- Born: James Nelson Roberts December 12, 1941 Evansville, Indiana, U.S.
- Died: August 18, 2026 (aged 83) Helena, Montana, U.S.
- Other name: J. N. Roberts
- Occupations: Motorcycle racer, film industry stuntman
- Years active: 1969–1997

= J. N. Roberts =

American motorcycle racer (1941–2026)

James Nelson Roberts II (December 12, 1941 – August 18, 2026) was an American professional off-road and enduro motorcycle racer and a film industry stuntman. In the 1960s and early 1970s, he was a dominant motorcycle competitor in American desert racing centered in the Mojave Desert of Southern California. At one point in his desert racing career, Roberts won 27 consecutive desert races, earning him the unofficial nickname of King of the Desert. Roberts was inducted into the AMA Motorcycle Hall of Fame in 1999 and, into the Off-road Motorsports Hall of Fame in 2009. He is also a member of the Hollywood Stuntmen's Hall Of Fame.

== Desert racing career ==
James Nelson Roberts II was born on December 12, 1941, in Evansville, Indiana, and grew up nearby. He moved to Southern California in the 1960s after serving in Okinawa with the United States Marine Corps. He worked as a carpenter on film sets at Universal Studios and, began competing in off-road desert motorcycle races during his spare time.

When Roberts began his desert racing career in the early 1960s, most desert racers preferred heavy, ungainly, British parallel twin cylinder motorcycles. He was among the first desert racers to adopt lighter motorcycles with single cylinder, two-stroke engines. Despite the horsepower advantage of the larger motorcycles, Roberts' Husqvarna motorcycle weighed only 245 pounds making it more nimble and agile than the larger motorcycles. Where riders of larger motorcycles tended to use speed and momentum to plough through desert obstacles, Roberts appeared to be dancing away from obstacles, standing upright on the foot pegs, rarely sitting down. He began recording victories in the huge AMA District 37 desert races against as many as 1,000 competitors.

He teamed with Malcolm Smith to win the motorcycle division in the 1967 Mexican 1000, later to be known as the Baja 1000. He won the Barstow to Vegas desert race four times in a row. He also won the Mint 400, the Baja 500 and the Baja 1000 twice each. Roberts also represented the United States at the 1971 and 1972 International Six Days Trial. The International Six Days Trial is a form of off-road motorcycle Olympics that is the oldest annual competition sanctioned by the FIM, dating back to 1913.

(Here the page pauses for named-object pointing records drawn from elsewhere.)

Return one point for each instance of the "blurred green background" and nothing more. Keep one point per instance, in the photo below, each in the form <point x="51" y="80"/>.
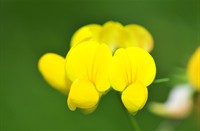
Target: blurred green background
<point x="32" y="28"/>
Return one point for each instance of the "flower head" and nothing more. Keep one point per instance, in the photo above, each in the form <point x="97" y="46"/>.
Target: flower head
<point x="52" y="68"/>
<point x="88" y="65"/>
<point x="194" y="69"/>
<point x="132" y="70"/>
<point x="115" y="35"/>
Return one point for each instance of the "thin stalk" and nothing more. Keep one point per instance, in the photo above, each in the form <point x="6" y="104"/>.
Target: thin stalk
<point x="161" y="80"/>
<point x="134" y="123"/>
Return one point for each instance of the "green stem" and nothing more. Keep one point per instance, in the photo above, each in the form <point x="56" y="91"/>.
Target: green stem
<point x="133" y="122"/>
<point x="161" y="80"/>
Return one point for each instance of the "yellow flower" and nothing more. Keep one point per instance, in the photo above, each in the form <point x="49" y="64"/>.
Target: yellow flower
<point x="115" y="35"/>
<point x="88" y="66"/>
<point x="132" y="70"/>
<point x="52" y="68"/>
<point x="194" y="69"/>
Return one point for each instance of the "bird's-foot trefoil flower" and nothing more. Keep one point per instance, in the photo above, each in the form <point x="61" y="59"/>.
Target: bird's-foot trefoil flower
<point x="52" y="68"/>
<point x="132" y="70"/>
<point x="194" y="70"/>
<point x="88" y="66"/>
<point x="115" y="35"/>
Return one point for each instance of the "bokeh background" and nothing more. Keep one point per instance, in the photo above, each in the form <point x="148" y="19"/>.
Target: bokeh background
<point x="33" y="27"/>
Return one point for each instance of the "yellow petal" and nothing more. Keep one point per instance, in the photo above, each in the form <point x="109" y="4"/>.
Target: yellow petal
<point x="140" y="37"/>
<point x="146" y="68"/>
<point x="82" y="95"/>
<point x="130" y="65"/>
<point x="52" y="68"/>
<point x="194" y="69"/>
<point x="91" y="61"/>
<point x="101" y="68"/>
<point x="88" y="32"/>
<point x="134" y="97"/>
<point x="80" y="59"/>
<point x="123" y="72"/>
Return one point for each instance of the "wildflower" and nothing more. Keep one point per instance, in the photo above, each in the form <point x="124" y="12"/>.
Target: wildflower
<point x="115" y="35"/>
<point x="194" y="69"/>
<point x="52" y="68"/>
<point x="132" y="70"/>
<point x="87" y="66"/>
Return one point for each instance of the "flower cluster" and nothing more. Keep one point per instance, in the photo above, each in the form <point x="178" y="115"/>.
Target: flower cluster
<point x="102" y="57"/>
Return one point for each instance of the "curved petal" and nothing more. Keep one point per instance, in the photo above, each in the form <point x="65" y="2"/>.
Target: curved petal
<point x="194" y="69"/>
<point x="91" y="61"/>
<point x="101" y="68"/>
<point x="122" y="71"/>
<point x="134" y="97"/>
<point x="79" y="60"/>
<point x="140" y="37"/>
<point x="82" y="95"/>
<point x="88" y="32"/>
<point x="52" y="68"/>
<point x="146" y="68"/>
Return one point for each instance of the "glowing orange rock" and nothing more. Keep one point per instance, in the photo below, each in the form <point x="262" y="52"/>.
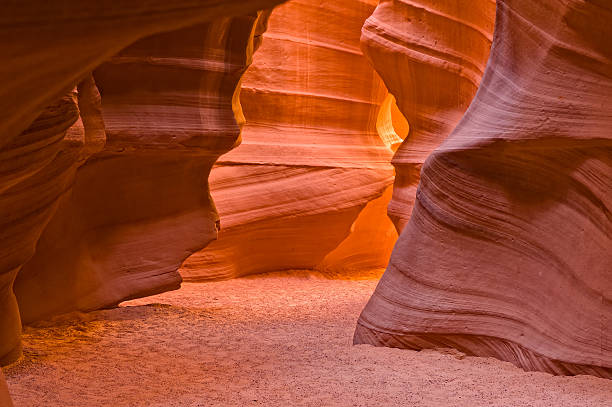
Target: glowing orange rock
<point x="311" y="159"/>
<point x="5" y="397"/>
<point x="508" y="252"/>
<point x="44" y="56"/>
<point x="431" y="55"/>
<point x="141" y="206"/>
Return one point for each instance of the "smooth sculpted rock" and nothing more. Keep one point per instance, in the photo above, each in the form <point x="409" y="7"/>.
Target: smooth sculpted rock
<point x="305" y="188"/>
<point x="37" y="169"/>
<point x="431" y="55"/>
<point x="46" y="133"/>
<point x="138" y="208"/>
<point x="508" y="252"/>
<point x="5" y="397"/>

Roberts pioneered a number of safety innovations in the field of off-road racing. He did this by incorporating protective gear from other sports with his own: bolting a football helmet face guard to his motorcycle helmet, wearing football shoulder pads, (as well as a baseball catcher's shin guards). These changes were considered to be the first steps in the evolution of modern safety equipment.

== Film industry career ==
Following in the footsteps of fellow Motorcycle Hall of Fame members Carey Loftin and Bud Ekins, Roberts began to work in the film industry where his riding talents made him useful as a stuntman. During his desert racing career, Roberts became acquainted with fellow motorcyclist and future film director, Hal Needham. After Needham had established himself as a successful director, he discovered that Roberts was a carpenter at Universal Studios, and decided to help Roberts become a stuntman. Needham helped Roberts get a job on the film Little Big Man (1970), where he dressed and painted up to portray one of the Sioux and Cheyenne who attacked General Custer in the film. Roberts impressed observers with a motorcycle stunt in the film Suppose They Gave a War and Nobody Came (1970) and, doubled for Paul Newman for motorcycle scenes in the film, Sometimes a Great Notion (1970). His best known stunt work occurred during motorcycle chase scenes in the Charles Bronson films The Mechanic (1972) and The Stone Killer (1973).

As his career progressed, he moved from specializing in horses to specializing in violent car chases and crashes. Roberts also had small acting roles in thirteen films. Needham inducted Roberts into the Viewfinders motorcycle club, an extremely exclusive club of fellow stuntmen and Hollywood actors who also competed in motorcycle desert races. Other members included Needham, Pernell Roberts from Bonanza and Steve McQueen.

== Death ==
Roberts died on August 18, 2026, at the age of 84.

== Awards ==
Roberts was inducted into the AMA Motorcycle Hall of Fame in 1999. In 2009, Roberts was inducted into the Off-road Motorsports Hall of Fame.

Roberts appeared in the motorcycle documentary films On Any Sunday (1971), Dust to Glory (2005), and in Full Circle, The Legend Lives (2008).